As to the concerns of the 20 year old in the SFV.....having lived in a roommate situation there, anyone employed in even minimum wage work can afford to rent a room in a home. My last such living situation was in mid 2010. I had a larger room and utilities, cable, and internet inclusive, I was paying $725 a month. The lowest cost room was $500/mo. If one was inclined to work 10 hours a week for the house owner just doing very marginal yard work(it was a huge property), they could have lived in the $500 room for $100/mo. That room was small, but did have its own full bathroom.

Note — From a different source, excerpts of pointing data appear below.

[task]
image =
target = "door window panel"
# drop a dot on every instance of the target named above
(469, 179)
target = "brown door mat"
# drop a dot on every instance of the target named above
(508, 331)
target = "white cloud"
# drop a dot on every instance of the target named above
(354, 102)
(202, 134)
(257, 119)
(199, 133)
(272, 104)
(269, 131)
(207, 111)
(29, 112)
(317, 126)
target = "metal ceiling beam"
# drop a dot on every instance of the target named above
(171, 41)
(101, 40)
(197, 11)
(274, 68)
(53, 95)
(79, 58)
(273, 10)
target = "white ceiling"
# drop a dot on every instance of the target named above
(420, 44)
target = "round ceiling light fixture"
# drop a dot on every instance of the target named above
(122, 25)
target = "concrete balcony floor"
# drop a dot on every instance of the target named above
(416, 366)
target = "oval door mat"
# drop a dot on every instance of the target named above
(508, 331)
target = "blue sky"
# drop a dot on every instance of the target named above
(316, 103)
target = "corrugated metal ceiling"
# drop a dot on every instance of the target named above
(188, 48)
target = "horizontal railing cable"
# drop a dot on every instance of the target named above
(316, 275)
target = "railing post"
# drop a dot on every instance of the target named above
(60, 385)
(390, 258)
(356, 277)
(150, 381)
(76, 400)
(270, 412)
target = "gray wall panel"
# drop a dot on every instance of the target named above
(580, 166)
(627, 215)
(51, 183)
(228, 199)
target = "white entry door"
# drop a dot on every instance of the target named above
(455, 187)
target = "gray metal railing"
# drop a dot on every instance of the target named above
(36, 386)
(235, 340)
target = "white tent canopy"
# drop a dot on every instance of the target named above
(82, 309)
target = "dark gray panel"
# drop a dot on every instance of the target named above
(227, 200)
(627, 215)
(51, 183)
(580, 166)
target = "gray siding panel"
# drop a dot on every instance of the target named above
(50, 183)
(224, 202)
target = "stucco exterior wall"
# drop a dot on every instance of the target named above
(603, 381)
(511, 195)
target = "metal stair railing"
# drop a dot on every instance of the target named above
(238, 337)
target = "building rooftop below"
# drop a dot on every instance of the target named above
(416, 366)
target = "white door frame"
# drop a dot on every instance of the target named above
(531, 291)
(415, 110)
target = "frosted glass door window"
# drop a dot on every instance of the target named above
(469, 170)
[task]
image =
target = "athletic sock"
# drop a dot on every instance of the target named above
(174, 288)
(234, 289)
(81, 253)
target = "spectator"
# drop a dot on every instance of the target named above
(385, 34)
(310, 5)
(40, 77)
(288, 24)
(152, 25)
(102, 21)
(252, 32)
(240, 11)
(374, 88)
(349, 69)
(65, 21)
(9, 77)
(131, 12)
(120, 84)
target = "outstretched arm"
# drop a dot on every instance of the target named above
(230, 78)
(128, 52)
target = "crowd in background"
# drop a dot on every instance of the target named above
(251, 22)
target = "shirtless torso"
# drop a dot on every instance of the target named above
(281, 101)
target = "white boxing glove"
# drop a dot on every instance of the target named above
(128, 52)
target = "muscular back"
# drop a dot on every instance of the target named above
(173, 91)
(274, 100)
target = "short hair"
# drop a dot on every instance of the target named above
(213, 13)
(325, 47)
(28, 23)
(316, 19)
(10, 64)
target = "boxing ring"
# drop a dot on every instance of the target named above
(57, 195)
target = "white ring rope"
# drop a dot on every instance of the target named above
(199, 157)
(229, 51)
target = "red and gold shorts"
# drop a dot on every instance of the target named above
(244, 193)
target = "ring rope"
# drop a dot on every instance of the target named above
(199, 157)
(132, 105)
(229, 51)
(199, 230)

And that situation was not unique...in worse areas of the SFV, none of which are deadly, I have seen rooms as cheap as $325/mo. Cats are an issue. Dogs aren't.
As a social worker in Vegas, I guess the system is different there...
There are several food banks, but unfortunately they are spread all over town. If someone wants food (which they can access once every 30 days), they must travel to the food bank somehow and get it. The bus transportation costs, and so people often can't afford to get there to obtain the food.
Food stamps aren't available to everyone, and they're not easy to get due to long wait lines. If the office closes when you're in line, you come back the next day. If you don't have food in the meantime, not their problem. It takes a few days to process the food, again not their problem.
To receive benefits or get a job, one must have an address. Also, to get a job they have to have a way to reach you. Everyone doesn't have phones (supposedly there are "free Obama phones for all, but that's bullshit). That is important... but no address, no phone. No phone, no job. No job, no income.
There are homeless shelters that offer mail service to help with this, but so far as getting a bed there it's often that there's no room at the Inn.
You mention that "if one is inclined to work for the house owner doing marginal yardwork..." but most house owners want money, not workers. And many landlords want first month's & last month's rent. They also want references, which is hard to do when people are homeless.
Many homeless people are mentally ill or have addiction problems... that means that they might look or act "wierd" and therefore people won't want to rent to them. There's not alot of financial assistance, so they might not have the money. In Vegas, if you need financial assistance you need to go & stand in line at Clark County Social Services for a day (if you're lucky) but usually for two days. Then you have to present 30 job searches, that have to be for jobs for which they are actively hiring that the applicant could have had a chance of getting. The worker is required to call several of the places (or all of them) to verify that information. Then, you have to present a signed agreement with the owner of the property acknowledging that you are there and that you have the right to stay there for the amount that they'll pay (a little over $200 for a single person?) for 30 days. They make the $ payable to the landlord...
Since the workers are "graded" on the amount of denials that they issue, the system is horrible, demeaning and considering it's hard to find a place for that amount it's often futile.
The above mentioned financial assistance is limited to 3 times in a 12 month period. By the way, if the person is sick they might qualify for medical assistance, but they'll have to go through the same process above to obtain assistance.
Even working can be difficult if you are lucky enough to find a job, considering that public transportation might be their only option and that can be expensive to someone making minimum wage or less. Not every community has transportation - and workplaces usually have a problem with someone showing up in the summer all sweaty from walking a mile or two.
I realize that you have no sympathy for these people... but I do. Considering tht I have seen first hand the shit people have to go through, I really do have sympathy for them.